85.8% of the dog ratings tweets has one image, about 10% has two images, 3.1% of the tweets contains 3 images and about 1.5% has four images. 

In [None]:
# view the average retweet count group by the number of images 

img_rt_prop = master_data.groupby('img_num').mean()['retweet_count']
img_rt_prop

In [None]:
#plot bar chart

location = [1,2,3,4] 
labels = ['one', 'two', 'three','four']

plt.pyplot.bar(location,img_rt_prop, tick_label = labels)

# add a title
plt.pyplot.title('Retweet by Image number', fontsize = 12, weight = 'bold')

#add labels
plt.pyplot.xlabel('Image number', fontsize = 12, weight = 'bold')
plt.pyplot.ylabel('Retweet', fontsize = 12, weight = 'bold');

Tweets that contain four images have the highest average retweet count.

In [None]:
# view the average favourite count group by the number of images 

img_fav_prop = master_data.groupby('img_num').mean()['favorite_count']
img_fav_prop

In [None]:
#plot bar chart

location = [1,2,3,4] 
labels = ['one', 'two', 'three','four']

plt.pyplot.bar(location,img_fav_prop, tick_label = labels)

# add a title
plt.pyplot.title('Likes by Image number', fontsize = 12, weight = 'bold')

#add labels
plt.pyplot.xlabel('Image number', fontsize = 12, weight = 'bold')
plt.pyplot.ylabel('Like', fontsize = 12, weight = 'bold');

Tweets that contain four images also have the highest favorite count, followed by tweets that contain two images.

In [None]:
# view the top 5 most featured dog breeds 
# using the #1 prediction i.e p1
master_data.p1.value_counts()[:5]

In [None]:
# view their combined total as a proportion of the whole featured dogs .
master_data.p1.value_counts()[:5].sum()/master_data.p1.value_counts().sum()
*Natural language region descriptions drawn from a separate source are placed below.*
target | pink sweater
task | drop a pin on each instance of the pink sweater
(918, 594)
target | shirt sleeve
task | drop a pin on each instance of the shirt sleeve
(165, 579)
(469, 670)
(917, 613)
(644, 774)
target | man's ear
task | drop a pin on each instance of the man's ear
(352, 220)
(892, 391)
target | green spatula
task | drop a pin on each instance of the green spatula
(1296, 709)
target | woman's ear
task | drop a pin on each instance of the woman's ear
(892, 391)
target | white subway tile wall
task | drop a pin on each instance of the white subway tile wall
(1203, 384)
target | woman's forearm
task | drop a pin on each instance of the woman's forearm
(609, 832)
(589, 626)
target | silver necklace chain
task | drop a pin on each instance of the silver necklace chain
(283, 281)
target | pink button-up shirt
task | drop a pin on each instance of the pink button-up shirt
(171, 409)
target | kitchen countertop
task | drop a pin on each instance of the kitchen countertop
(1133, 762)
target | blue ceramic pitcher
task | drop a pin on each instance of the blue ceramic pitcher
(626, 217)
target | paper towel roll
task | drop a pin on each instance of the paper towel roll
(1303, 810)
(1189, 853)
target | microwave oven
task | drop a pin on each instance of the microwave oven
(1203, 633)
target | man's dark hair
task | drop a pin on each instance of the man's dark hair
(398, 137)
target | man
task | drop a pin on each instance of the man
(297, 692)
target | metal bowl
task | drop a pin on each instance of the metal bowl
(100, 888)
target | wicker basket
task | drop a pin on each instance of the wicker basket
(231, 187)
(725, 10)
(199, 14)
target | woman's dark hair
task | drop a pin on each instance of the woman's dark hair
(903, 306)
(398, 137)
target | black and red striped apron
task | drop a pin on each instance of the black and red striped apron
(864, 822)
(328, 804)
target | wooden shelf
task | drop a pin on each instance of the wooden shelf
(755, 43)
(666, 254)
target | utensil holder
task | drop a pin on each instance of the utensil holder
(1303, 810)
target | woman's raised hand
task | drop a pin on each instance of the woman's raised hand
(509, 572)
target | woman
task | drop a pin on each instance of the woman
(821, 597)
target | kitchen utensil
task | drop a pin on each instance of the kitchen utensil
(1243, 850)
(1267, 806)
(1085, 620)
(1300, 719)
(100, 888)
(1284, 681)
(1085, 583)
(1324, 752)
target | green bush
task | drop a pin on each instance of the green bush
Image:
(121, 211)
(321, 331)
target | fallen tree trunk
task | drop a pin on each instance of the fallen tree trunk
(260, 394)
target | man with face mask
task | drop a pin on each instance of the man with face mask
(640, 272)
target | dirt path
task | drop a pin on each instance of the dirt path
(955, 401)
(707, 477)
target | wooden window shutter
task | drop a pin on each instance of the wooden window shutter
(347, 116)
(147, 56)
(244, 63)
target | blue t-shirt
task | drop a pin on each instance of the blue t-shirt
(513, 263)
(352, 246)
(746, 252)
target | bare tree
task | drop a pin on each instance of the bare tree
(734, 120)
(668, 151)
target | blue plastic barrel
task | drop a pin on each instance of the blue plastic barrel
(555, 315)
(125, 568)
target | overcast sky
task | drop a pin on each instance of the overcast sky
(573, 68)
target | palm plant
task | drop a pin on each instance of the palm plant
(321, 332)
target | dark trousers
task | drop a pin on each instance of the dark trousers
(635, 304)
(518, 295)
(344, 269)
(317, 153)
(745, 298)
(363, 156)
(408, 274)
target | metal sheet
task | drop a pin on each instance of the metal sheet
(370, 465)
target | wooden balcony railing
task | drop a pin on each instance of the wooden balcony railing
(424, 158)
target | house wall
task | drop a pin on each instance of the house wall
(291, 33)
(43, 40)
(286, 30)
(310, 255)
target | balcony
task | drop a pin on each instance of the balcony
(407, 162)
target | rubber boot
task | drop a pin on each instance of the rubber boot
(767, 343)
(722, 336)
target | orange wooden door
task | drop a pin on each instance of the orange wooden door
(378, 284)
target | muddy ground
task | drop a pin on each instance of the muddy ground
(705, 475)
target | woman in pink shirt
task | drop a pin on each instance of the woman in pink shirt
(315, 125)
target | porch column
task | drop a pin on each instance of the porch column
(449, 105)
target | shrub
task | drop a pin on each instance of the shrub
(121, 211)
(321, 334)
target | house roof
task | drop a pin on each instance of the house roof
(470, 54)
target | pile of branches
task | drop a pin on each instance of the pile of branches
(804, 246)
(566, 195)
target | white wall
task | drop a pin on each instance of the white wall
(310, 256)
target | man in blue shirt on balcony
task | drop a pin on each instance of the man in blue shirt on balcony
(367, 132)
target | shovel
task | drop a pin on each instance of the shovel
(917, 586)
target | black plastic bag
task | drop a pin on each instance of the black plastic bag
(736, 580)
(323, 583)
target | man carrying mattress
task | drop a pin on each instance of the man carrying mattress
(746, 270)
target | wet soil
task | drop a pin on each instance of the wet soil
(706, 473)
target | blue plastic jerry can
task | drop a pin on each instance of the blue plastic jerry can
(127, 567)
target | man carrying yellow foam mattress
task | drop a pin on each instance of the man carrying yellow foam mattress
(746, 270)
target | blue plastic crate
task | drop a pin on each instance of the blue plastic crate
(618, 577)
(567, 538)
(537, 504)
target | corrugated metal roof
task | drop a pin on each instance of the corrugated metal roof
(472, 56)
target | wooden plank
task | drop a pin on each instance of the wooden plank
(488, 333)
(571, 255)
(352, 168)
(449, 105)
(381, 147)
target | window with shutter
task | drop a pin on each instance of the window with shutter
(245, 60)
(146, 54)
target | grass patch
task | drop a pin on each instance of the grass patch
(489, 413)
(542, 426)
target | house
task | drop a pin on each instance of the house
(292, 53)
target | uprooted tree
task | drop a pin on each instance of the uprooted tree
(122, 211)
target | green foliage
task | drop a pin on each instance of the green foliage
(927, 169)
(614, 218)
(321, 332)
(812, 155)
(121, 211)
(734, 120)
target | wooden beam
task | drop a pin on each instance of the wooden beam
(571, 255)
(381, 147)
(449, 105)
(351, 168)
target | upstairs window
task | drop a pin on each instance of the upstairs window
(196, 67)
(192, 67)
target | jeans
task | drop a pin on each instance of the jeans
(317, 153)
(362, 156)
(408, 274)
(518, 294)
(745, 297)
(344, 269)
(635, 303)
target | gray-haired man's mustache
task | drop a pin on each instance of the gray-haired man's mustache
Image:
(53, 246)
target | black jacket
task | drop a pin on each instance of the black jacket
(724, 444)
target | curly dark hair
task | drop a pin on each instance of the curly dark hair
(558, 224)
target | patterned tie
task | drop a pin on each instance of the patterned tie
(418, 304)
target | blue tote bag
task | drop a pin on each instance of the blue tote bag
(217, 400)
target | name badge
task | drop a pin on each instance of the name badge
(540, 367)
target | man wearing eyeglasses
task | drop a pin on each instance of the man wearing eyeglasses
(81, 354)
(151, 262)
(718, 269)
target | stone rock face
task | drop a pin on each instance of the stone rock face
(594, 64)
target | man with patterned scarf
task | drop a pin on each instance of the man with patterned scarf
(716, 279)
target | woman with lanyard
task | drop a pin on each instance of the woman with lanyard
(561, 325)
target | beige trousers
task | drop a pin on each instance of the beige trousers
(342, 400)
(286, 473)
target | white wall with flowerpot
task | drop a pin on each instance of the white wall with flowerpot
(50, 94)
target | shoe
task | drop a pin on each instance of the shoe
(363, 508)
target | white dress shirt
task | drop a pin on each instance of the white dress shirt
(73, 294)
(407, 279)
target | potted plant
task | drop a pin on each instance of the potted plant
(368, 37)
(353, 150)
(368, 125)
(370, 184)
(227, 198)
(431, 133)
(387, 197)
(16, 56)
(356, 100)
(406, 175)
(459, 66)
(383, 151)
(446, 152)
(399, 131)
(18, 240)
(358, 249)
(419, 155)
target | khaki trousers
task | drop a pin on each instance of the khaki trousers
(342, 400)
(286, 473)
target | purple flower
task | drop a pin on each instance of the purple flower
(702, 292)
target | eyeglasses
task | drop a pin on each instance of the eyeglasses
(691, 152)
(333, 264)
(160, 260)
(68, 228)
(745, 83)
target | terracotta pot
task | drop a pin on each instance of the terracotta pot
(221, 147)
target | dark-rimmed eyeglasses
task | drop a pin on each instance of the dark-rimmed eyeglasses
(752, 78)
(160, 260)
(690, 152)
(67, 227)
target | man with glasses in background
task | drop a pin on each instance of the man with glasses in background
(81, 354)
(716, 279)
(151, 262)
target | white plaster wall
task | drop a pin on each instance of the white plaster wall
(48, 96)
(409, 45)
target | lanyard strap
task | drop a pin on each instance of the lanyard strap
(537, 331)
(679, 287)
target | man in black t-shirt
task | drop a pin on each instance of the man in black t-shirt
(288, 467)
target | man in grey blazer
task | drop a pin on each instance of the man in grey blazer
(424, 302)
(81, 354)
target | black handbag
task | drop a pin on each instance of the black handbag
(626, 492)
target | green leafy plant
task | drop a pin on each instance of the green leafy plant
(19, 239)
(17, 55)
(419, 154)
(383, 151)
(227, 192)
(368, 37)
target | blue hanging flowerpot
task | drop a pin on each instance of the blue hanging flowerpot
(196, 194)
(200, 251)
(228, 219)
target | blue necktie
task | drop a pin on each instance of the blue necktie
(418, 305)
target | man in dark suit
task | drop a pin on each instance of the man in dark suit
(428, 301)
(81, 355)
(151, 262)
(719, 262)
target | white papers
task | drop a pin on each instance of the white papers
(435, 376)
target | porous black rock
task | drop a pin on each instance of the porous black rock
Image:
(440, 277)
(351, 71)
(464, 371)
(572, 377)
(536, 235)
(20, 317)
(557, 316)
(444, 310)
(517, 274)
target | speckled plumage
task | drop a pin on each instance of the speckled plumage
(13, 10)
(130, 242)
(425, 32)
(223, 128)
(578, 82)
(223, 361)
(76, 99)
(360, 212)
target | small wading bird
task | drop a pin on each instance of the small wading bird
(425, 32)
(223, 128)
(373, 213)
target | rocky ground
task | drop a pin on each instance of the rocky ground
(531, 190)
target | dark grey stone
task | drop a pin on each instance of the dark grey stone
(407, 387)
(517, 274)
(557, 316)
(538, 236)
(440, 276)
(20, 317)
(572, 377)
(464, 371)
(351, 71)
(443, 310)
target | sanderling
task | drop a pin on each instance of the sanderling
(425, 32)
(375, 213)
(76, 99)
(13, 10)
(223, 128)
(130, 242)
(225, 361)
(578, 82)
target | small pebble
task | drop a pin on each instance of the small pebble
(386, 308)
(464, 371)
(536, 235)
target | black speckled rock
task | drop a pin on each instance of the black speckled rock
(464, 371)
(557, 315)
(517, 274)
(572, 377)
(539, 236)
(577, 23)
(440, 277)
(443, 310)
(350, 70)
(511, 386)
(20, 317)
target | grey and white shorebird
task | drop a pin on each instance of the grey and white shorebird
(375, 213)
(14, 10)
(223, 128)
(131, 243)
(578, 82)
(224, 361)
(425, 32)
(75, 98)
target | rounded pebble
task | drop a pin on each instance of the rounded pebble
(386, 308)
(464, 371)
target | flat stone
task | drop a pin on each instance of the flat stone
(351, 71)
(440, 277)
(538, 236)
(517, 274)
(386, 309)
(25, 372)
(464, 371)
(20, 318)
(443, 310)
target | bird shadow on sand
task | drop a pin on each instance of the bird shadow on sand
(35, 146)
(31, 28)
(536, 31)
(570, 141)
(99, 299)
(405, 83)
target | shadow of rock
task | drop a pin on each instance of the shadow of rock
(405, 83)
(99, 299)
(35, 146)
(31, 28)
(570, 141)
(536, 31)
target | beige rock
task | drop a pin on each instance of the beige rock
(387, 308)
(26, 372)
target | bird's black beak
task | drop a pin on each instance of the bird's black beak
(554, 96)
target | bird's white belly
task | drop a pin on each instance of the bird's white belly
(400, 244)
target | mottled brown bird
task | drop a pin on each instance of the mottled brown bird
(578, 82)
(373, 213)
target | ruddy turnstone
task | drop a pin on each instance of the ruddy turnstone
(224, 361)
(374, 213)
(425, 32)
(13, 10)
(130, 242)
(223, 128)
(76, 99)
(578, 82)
Golden retriever, Labrador retriever, Pembroke, Chihuahua and pug are the most featured dogs in WeRateDog's tweets. Their combined proportion is approxiamtely 23% of the total featured dogs. 

In [None]:
# display the distribution of dog ratings using rating numerator only. Since the denominator is usually 10

bin = np.arange(0,master_data.rating_numerator.max(),1)
plt.pyplot.hist(data = master_data, x = 'rating_numerator', bins = bin)

# add a title
plt.pyplot.title('Distribution of Dog Ratings', fontsize = 12, weight = 'bold')

#add labels
plt.pyplot.xlabel('Rating numerator', fontsize = 12, weight = 'bold')
plt.pyplot.ylabel('Frequency', fontsize = 12, weight = 'bold')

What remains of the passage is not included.